BPR syariah yang telah mendapatkan ijin usaha dari Direksi Bank Indonesia
wajib melakukan kegiatan usaha selambat-lambatnya 60 (enampuluh) hari
perhitungan sejak tanggal ijin usaha dikeluarkan. Sedangkan laporan pelaksanaan
kegiatan usaha wajib disampaikan oleh Direksi BPR syariah kepada Bank
Indonesia selambat-lambatnya 10 (sepuluh) hari setelah tanggal dimulainya
kegiatan operasional. Apabila dalam waktu melakukan kegiatan usaha lebih dari
waktu yang telah ditentukan maka Direksi Bank Indonesia membatalkan ijin
usaha yang telah dikeluarkan.
2. Pembukaan Kantor Cabang
BPR syariah dapat membuka kantor cabang hanya dalam wilayah propinsi
yang sama dengan kantor pusatnya. Pembukaan kantor cabang BPR syraiah dapat
dilakukan hanya dengan ijin Direksi Bank Indonesia. Rencana pembukaan kantor
cabang wajib dicantumkan dalam rencana kerja tahunan BPR syariah.
BPR syriah yang akan membuka kantor cabang wajib memenuhi persyratan
tingkat kesehatan selama 12 (duabelas) bulan terakhir tergolong sehat. Dan dalam
pembukaan kantor cabang BPR syariah wajib menambah modal disetor sekurang-
kurangnya sebesar jumlah untuk mendirikan BPR syariah untuk setiap kantor.[8]
BAB III
PENUTUP
A. KESIMPULAN
1. BPR syariah bisa diartikan sebagai lembaga keuangan sebagaimana BPR
konvensional, yang operasinya menggunakan prinsip-prinsip syariah.
2. Berdirinya BPR Syariah di Indonesia selain didasari oleh tuntutan bermuamalah
secara Islam yang merupakan keinginan kuat dari sebagian besar umat Islam di
Indonesia, juga sebagai langkah aktif dalam rangka restrukturisasi perekonomian
Indonesia yang dituangkan dalam berbagai paket kebijaksanaan keuangan,
moneter, perbankan secara umum.
3. Status hukum BPR diakui pertama kali dalam Pakto tanggal 27 Oktober 1988,
sebagai Paket Kebijakan Keuangan, Moneter, dan Perbankan.

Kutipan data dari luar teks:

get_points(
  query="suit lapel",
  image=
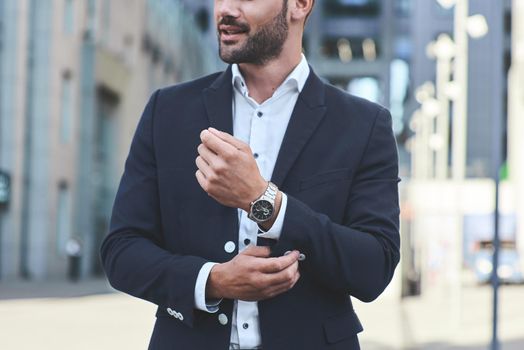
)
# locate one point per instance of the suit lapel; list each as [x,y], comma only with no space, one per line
[218,101]
[307,114]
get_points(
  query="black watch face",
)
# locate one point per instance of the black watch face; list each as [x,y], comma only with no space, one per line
[262,210]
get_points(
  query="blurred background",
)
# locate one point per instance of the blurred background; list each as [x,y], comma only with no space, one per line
[76,74]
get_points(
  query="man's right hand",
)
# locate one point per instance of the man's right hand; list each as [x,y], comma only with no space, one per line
[252,275]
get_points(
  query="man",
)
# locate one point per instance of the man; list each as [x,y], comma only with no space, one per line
[232,260]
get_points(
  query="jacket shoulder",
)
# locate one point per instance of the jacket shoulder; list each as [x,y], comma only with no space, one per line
[190,87]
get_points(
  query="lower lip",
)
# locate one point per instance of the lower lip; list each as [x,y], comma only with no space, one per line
[230,37]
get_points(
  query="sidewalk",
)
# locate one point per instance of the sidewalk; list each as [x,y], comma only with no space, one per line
[89,315]
[434,322]
[53,289]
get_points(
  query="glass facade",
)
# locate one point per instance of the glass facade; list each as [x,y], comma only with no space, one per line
[352,8]
[67,108]
[63,218]
[69,16]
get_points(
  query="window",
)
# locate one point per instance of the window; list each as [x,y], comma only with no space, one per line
[352,7]
[69,14]
[66,115]
[351,48]
[63,217]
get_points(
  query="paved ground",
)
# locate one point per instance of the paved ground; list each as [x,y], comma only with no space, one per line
[65,317]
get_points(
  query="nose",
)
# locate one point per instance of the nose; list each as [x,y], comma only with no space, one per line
[226,8]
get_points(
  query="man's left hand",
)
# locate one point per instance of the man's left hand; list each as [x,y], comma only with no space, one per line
[227,170]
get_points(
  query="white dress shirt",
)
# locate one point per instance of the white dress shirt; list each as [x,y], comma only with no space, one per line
[262,127]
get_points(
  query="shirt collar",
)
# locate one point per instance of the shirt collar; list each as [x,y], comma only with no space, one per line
[297,78]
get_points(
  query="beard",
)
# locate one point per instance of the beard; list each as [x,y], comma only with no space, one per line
[262,46]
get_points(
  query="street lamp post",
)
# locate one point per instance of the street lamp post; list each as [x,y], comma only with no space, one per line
[464,26]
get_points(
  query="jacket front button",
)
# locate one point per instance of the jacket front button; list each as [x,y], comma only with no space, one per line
[229,247]
[222,318]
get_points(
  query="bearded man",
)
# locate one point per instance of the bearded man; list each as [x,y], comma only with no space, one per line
[257,201]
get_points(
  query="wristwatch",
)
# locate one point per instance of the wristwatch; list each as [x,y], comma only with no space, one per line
[262,208]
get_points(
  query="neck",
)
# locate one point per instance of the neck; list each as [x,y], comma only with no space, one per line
[263,80]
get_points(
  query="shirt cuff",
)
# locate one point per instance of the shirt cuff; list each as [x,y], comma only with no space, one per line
[201,303]
[276,230]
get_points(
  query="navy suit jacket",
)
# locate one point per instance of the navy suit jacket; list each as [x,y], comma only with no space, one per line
[338,166]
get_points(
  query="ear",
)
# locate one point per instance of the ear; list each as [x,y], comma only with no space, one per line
[299,10]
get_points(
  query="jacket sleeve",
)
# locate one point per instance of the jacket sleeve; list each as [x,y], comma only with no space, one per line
[132,254]
[358,256]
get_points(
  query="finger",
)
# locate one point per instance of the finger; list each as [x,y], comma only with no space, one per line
[282,287]
[215,143]
[201,180]
[209,156]
[203,166]
[224,136]
[260,252]
[275,265]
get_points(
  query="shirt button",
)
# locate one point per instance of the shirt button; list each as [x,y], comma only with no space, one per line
[222,318]
[229,247]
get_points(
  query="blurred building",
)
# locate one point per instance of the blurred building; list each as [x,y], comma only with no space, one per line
[516,121]
[488,61]
[74,78]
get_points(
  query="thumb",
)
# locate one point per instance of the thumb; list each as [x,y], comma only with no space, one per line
[224,136]
[260,252]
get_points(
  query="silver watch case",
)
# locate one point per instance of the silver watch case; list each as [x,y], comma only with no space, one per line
[263,208]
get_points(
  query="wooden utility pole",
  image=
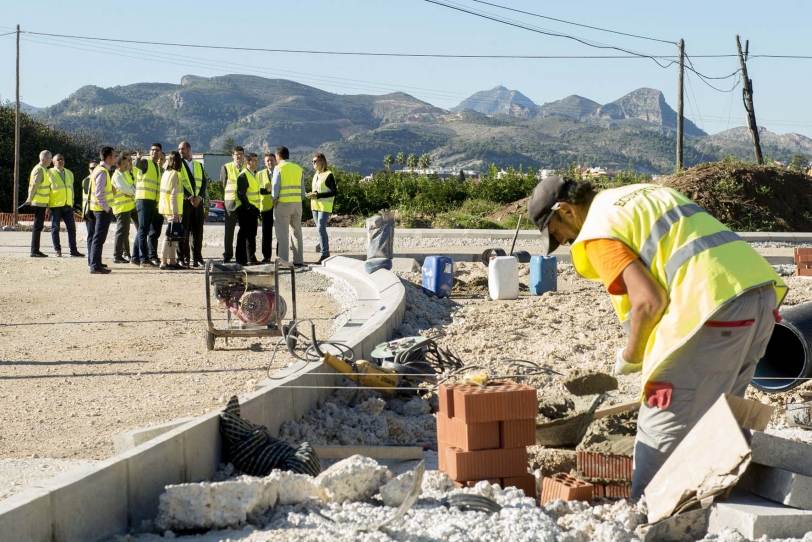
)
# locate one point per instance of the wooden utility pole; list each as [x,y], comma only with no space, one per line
[17,134]
[747,96]
[680,106]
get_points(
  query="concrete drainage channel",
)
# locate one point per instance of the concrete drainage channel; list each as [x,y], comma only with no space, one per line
[118,494]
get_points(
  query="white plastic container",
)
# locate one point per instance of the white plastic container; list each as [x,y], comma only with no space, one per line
[503,277]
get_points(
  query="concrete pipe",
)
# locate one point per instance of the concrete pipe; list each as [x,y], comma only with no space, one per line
[788,360]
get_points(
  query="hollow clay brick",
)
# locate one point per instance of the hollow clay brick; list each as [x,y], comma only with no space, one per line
[468,437]
[499,401]
[565,487]
[484,464]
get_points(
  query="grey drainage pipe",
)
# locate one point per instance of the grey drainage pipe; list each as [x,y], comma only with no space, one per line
[788,360]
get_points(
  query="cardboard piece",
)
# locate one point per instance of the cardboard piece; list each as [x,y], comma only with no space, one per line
[710,459]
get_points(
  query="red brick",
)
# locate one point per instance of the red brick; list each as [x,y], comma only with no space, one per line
[483,464]
[517,433]
[526,483]
[604,466]
[467,437]
[499,401]
[565,487]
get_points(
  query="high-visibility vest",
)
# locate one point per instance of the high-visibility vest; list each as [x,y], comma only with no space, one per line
[43,194]
[108,189]
[253,188]
[165,202]
[148,184]
[61,189]
[230,190]
[290,189]
[197,171]
[122,203]
[324,205]
[266,182]
[698,261]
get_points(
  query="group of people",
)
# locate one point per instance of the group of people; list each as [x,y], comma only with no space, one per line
[147,191]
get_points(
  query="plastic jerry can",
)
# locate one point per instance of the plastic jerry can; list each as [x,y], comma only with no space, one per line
[438,276]
[503,277]
[543,274]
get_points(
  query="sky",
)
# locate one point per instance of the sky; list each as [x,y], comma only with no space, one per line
[52,68]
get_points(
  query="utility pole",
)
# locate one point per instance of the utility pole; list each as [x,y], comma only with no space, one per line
[680,106]
[747,96]
[17,134]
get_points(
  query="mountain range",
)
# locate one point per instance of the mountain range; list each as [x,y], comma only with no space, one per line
[498,126]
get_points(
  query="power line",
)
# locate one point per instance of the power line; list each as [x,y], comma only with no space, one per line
[574,24]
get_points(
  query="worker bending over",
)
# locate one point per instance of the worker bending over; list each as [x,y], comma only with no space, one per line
[697,302]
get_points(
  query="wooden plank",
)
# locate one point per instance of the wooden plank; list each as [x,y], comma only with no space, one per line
[375,452]
[616,409]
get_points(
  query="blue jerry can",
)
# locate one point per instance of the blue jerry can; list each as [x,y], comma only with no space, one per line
[438,276]
[543,274]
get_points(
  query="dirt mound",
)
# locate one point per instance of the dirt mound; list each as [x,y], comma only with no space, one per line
[747,197]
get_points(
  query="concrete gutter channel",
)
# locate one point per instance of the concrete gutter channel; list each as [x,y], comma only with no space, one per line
[118,494]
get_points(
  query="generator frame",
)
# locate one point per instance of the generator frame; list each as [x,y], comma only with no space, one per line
[275,327]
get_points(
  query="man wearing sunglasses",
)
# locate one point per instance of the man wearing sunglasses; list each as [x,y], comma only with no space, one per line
[698,303]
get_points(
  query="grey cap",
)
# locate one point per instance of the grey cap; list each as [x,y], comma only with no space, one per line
[547,193]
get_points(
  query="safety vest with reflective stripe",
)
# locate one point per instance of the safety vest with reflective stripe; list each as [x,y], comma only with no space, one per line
[290,185]
[165,203]
[698,261]
[230,190]
[184,178]
[266,182]
[61,189]
[324,205]
[108,189]
[149,183]
[122,203]
[43,194]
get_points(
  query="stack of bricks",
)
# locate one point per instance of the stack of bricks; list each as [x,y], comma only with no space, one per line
[483,434]
[803,261]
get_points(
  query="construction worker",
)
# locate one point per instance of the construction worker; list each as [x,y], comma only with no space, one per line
[321,201]
[147,189]
[61,204]
[248,212]
[266,206]
[228,178]
[697,302]
[39,194]
[102,195]
[195,184]
[288,192]
[124,209]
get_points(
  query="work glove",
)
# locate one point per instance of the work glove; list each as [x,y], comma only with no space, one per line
[623,367]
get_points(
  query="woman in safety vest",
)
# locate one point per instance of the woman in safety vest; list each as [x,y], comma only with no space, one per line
[321,199]
[697,302]
[170,205]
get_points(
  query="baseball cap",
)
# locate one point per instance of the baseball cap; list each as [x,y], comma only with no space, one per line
[545,196]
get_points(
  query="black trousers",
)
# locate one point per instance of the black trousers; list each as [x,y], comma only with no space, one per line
[247,236]
[267,235]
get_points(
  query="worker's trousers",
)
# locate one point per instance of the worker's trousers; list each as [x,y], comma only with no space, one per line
[720,358]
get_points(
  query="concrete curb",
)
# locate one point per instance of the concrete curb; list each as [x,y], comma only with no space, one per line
[117,495]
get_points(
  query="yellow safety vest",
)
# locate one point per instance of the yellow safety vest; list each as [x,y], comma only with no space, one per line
[197,171]
[290,189]
[266,182]
[324,205]
[698,261]
[148,184]
[165,203]
[108,189]
[122,203]
[43,194]
[61,189]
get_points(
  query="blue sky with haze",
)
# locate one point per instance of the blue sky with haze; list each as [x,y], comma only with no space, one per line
[53,68]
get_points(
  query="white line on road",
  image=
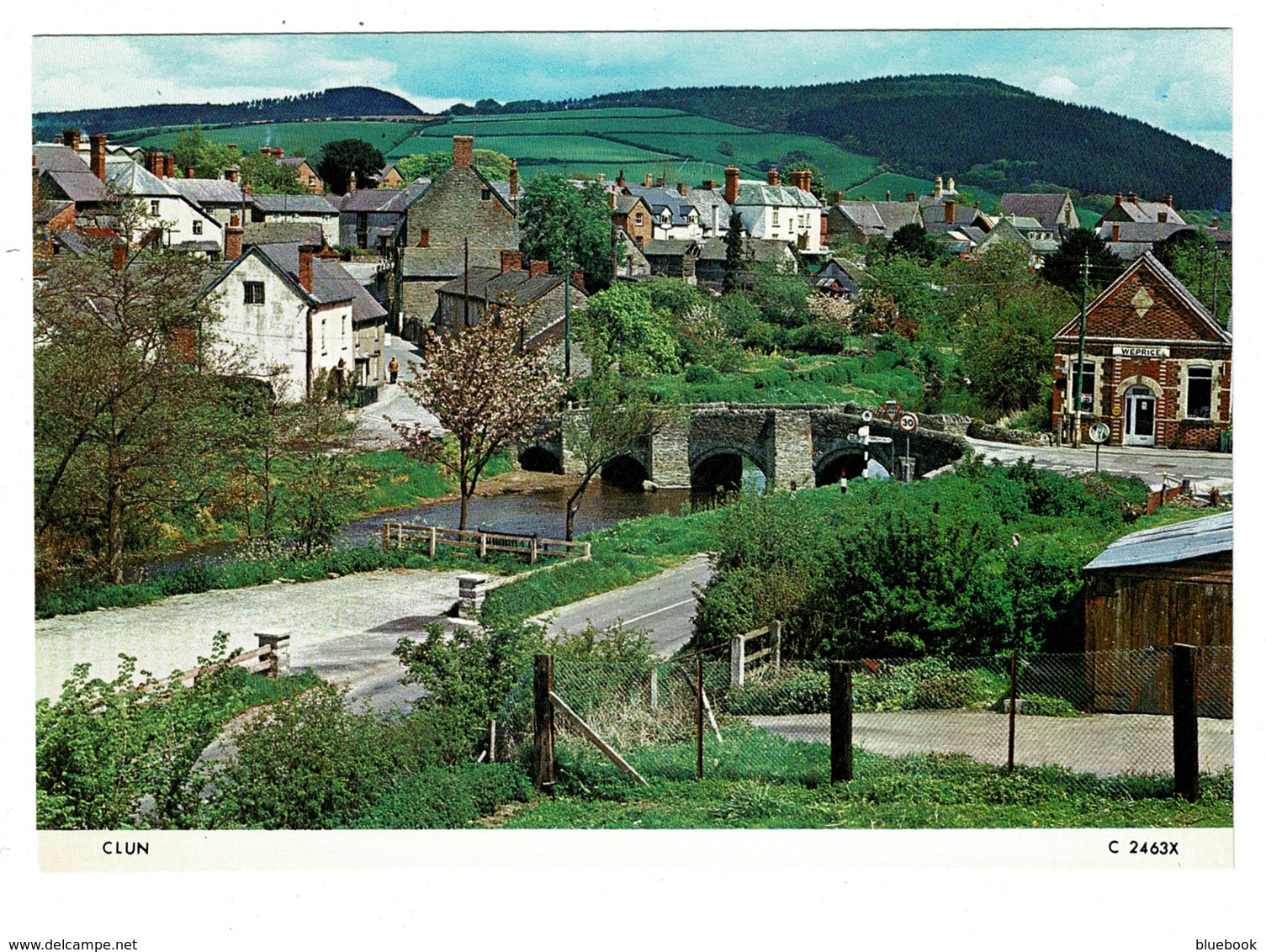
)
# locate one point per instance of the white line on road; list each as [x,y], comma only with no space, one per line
[666,608]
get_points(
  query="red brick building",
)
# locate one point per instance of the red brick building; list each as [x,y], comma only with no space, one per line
[1157,365]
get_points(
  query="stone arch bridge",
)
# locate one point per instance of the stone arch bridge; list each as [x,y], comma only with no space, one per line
[802,445]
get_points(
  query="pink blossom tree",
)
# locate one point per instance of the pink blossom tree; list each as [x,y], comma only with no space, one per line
[485,391]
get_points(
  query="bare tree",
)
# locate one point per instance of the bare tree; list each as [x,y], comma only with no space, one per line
[485,391]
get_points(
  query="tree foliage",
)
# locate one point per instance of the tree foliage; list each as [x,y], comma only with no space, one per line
[485,391]
[340,158]
[569,227]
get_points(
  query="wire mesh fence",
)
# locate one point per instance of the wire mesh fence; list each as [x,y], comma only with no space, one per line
[1094,723]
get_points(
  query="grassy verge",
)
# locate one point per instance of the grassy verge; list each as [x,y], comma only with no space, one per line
[919,791]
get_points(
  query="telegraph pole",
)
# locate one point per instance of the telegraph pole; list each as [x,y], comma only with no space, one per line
[1082,351]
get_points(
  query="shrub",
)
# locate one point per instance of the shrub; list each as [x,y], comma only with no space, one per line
[792,691]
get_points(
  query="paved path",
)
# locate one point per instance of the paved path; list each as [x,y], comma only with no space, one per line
[1205,468]
[664,604]
[1100,743]
[341,628]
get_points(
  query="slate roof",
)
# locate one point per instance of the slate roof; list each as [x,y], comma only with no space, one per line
[1210,536]
[70,173]
[1043,207]
[281,233]
[208,192]
[294,204]
[490,285]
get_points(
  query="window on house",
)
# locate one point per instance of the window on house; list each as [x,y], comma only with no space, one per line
[1088,385]
[1200,393]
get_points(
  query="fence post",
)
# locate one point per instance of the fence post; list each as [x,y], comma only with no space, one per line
[1010,723]
[699,717]
[736,660]
[1186,737]
[542,684]
[280,655]
[841,722]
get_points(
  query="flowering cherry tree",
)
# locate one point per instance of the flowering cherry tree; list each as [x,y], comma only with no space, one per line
[485,391]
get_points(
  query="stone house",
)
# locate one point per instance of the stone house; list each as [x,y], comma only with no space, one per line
[458,223]
[286,307]
[1157,365]
[300,209]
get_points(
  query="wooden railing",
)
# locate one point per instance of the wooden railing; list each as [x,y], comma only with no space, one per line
[270,658]
[483,542]
[739,658]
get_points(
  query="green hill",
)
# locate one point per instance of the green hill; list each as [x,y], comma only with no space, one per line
[983,132]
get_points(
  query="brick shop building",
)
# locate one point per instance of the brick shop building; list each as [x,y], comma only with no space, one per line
[1157,365]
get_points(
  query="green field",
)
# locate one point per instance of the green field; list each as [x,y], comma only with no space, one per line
[295,138]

4. Tujuan BPR Syariah adalah meningkatkan kesejahteraan ekonomi umat Islam,
menambah lapangan, membina semangat ukhuwah islamiyyah melalui kegiatan
ekonomi.
5. Dalam mendirikan BPR syariah harus mengacu pada bentuk hukum BPR syariah
yang telah ditentukan dalam UU Perbankan.
B. SARAN
Demikian makalah ini kami susun. Apabila ada kesalahan dalam
menyusun makalah kami mohon maaf. Kritik dan saran sangat kami butuhkan
agar kami apat menyusun makalah lebih baik. Harapan kami, semoga makalah ini
bermanfaat bagi pembaca.
C.
DAFTAR PUSTAKA
Burhanuddin S, Hukum Perbankan Syariah di Indonesia, UII Press, Yogyakarta, 2008.
Ahmad Supriadi, Bank dan Lembaga Keuangan Syariah, STAIN Kudus, Kudus, 2008.
Heri Sudarsono, Bank & Lembaga Keuangan Syariah (Deskripsi dan Ilustrasi), EKONISIA,
Yogyakarta, 2003.
Warkum Sumitro, Asas-Asas Perbankan Islam dan Lembaga-Lembaga Terkait (BMUI
&TAKAFUL) di Indonesia, PT RajaGrafido Persada, Jakarta, 1996.